This project focuses on the classification of animal sounds using deep learning. The core idea is to utilize audio processing techniques and a fine-tuned version of the hubert-base-ls960 model to accurately classify different animal sounds. This application could serve various purposes, from ecological monitoring to educational software.
The dataset used for training is a subset of the ESC-50 dataset, specifically filtered to include only animal sound categories such as dog, cat, rooster, and more. This filtered dataset allows for a more focused approach to animal sound classification.
data_preprocessing.py
: This script is used for preprocessing the audio data from the ESC-50 dataset. It filters out the required animal sounds and prepares them for training.train_model.py
: This script contains the code for training the classification model using the preprocessed data.README.md
: Provides an overview of the project, installation instructions, and how to run the scripts.requirements.txt
: Lists all the necessary Python packages required to run the project.

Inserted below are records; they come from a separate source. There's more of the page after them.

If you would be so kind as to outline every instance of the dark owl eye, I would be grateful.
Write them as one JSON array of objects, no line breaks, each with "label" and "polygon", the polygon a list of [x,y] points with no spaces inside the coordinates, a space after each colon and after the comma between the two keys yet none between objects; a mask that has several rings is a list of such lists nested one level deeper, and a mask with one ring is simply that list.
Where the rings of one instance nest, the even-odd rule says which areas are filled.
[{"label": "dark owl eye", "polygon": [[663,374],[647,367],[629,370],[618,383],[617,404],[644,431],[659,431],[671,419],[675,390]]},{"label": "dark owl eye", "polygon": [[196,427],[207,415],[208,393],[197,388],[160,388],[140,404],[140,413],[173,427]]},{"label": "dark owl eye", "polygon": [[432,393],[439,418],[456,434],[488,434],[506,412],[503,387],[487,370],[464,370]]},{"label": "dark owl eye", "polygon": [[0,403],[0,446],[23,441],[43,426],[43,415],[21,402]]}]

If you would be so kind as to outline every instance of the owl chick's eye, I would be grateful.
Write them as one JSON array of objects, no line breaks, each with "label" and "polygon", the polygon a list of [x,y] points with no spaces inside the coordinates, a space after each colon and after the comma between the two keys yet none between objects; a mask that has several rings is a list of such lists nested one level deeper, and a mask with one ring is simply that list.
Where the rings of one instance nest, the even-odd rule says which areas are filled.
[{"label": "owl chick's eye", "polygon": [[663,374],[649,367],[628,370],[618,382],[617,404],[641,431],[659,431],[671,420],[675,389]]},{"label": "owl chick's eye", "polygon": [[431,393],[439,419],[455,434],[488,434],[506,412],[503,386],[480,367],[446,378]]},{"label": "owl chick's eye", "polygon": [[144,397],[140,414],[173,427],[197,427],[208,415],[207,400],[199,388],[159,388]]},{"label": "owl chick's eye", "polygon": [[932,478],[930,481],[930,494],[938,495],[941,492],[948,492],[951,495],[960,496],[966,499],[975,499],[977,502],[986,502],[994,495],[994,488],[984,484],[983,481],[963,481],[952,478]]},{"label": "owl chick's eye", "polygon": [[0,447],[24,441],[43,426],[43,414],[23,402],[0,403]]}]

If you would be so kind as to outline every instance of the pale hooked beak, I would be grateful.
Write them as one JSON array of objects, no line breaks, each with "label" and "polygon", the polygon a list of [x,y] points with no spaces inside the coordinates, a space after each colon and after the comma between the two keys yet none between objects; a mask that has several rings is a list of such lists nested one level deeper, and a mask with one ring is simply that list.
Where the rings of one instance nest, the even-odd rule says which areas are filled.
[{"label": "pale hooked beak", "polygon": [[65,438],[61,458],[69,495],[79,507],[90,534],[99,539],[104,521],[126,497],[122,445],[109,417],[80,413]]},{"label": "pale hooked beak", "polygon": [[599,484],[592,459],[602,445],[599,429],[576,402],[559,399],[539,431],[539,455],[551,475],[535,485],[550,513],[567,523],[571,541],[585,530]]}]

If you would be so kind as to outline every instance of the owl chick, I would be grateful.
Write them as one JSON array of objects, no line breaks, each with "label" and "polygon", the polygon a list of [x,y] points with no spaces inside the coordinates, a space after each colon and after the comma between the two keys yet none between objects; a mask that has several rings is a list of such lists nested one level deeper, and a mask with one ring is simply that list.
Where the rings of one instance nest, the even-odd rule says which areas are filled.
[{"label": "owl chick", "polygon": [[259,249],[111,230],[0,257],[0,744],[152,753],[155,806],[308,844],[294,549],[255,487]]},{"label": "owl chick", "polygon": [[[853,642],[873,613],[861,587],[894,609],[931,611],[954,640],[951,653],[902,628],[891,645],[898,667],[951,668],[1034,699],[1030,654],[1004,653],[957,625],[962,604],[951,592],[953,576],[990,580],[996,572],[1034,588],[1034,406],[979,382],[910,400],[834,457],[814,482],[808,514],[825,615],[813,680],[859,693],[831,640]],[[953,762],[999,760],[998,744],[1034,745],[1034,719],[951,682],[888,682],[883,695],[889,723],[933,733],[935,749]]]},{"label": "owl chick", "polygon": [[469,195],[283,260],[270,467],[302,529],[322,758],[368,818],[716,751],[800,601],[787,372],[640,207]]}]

To set up this project, follow these steps:
-
Clone the repository:
git clone https://github.com/rawbeen248/audio_classification_finetuning
-
Navigate to the project directory:
cd Audio_Classification_Finetuning
-
Install the required packages:
pip install -r requirements.txt
First, run the data preprocessing script to prepare your dataset:
python data_preprocessing.py
Then, you can train the model by running:
python train_model.py
The fine-tuned model is available on Hugging Face and can be accessed through the following link: Animal Sound Classification
You can use this model directly from Hugging Face Model Hub for audio classification tasks involving the identified animal sounds.